“We work directly with the resin and pigment manufacturers to develop formulas that will perform at a high level on the substrates our customers are printing on,” Mr. Lemaster said. “This enables us to produce finished products that have unique capabilities and consistency.
“This relationship with the resin and pigment manufacturers enables us to take advantage of their knowledge and SPC controls to deliver a higher quality product with better consistency,” Mr. Lemaster added. “Experience has proven that simplifying the process and eliminating unneeded steps improves quality and reduces costs.”
Performance Inks is offering a full line of sheetfed inks, including conventional petroleum, low VOC vegetable-based, hybrid and UV inks. It offers a full line of Pantone bases, metallic, fluorescent, waxes and drier, as well as varnishes and coatings for ink train and coater applications. Mr. Lemaster added that the company is also doing groundbreaking work on 10-micron stochastic printing.
“You have to be full-service,” Mr. Lemaster said. “Very few printers want to buy their inks piecemeal.”
Performance Inks has different market strategies for different market segments. For example, larger customers and in plant facilities are one area where Mr. Lemaster believes the company can thrive.
“We are offering Pantone base dispensers that come integrated with X-Rite spectrophotometer on the front end,” Mr. Lemaster said. “We calibrate the X-Rite system with our Pantone bases and load them into the X-Rite database.

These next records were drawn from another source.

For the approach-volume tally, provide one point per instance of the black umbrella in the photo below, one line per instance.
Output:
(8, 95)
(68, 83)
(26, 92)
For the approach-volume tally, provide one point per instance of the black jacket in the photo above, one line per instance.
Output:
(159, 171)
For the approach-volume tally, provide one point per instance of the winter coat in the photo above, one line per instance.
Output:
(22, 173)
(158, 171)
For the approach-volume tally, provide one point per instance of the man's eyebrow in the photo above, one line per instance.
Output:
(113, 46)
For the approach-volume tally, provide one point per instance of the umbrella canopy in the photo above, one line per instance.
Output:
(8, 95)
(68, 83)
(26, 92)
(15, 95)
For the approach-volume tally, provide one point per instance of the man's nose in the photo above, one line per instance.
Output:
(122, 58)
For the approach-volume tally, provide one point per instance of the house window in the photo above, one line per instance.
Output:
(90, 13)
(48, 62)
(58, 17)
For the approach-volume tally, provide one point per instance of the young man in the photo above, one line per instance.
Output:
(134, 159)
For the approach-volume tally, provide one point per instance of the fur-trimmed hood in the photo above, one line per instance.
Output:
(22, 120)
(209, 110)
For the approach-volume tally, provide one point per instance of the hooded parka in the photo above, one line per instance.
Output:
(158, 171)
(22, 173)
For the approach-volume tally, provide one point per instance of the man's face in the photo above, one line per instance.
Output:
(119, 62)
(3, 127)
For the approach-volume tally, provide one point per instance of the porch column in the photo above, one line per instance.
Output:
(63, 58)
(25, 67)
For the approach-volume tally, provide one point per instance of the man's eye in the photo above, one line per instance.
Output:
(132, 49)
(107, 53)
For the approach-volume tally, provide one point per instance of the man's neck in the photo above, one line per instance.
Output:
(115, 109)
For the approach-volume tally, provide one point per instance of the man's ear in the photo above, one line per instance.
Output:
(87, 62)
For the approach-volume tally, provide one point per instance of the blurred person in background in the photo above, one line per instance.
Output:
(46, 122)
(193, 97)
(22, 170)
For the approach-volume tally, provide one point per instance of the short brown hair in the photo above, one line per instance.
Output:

The substrates to be printed are then calibrated so the final PMS color will be accurate on the printed stock to .8 DE. This reduces the need for drawdowns and for experimental batches and adjustments that drive the demand for labor.
“Typically, printers are paying a 30 percent premium for in plant labor,” Mr. Lemaster added. “We’ve gotten a lot of interest from the in plant market for this product integrated to our Pantone bases.”
The workflow and technology is significantly simplified and accurate. Any employee of the printer can scan the paper surface and tell the machine what PMS color and quantity they need. The machine adjusts the formula for the substrate and outputs the formula to 1/10th of gram accuracy. Mr. Lemaster said that this is an enormous improvement over hand mixes, and allows for repeatability every time that job is reproduced.
“Through our system, customers can cut their ink costs by 30 percent just by reducing the labor associated with the ink room,” Mr. Lemaster said. “That will put about 1 percent back to the net earnings of the printing company. We’re hiring specialists to run these projects, and our project managers are the best in the industry.”
In another innovation, Performance Inks has launched its “Get Ink, Get Miles Program,” partnering with Alaska Airlines and its associates, including American Airlines, Continental Airlines, Northwest Airlines, British Airways, KLM and Qantas as well as hotel and car rental partners, to offer one mile per dollar spent with Performance Inks.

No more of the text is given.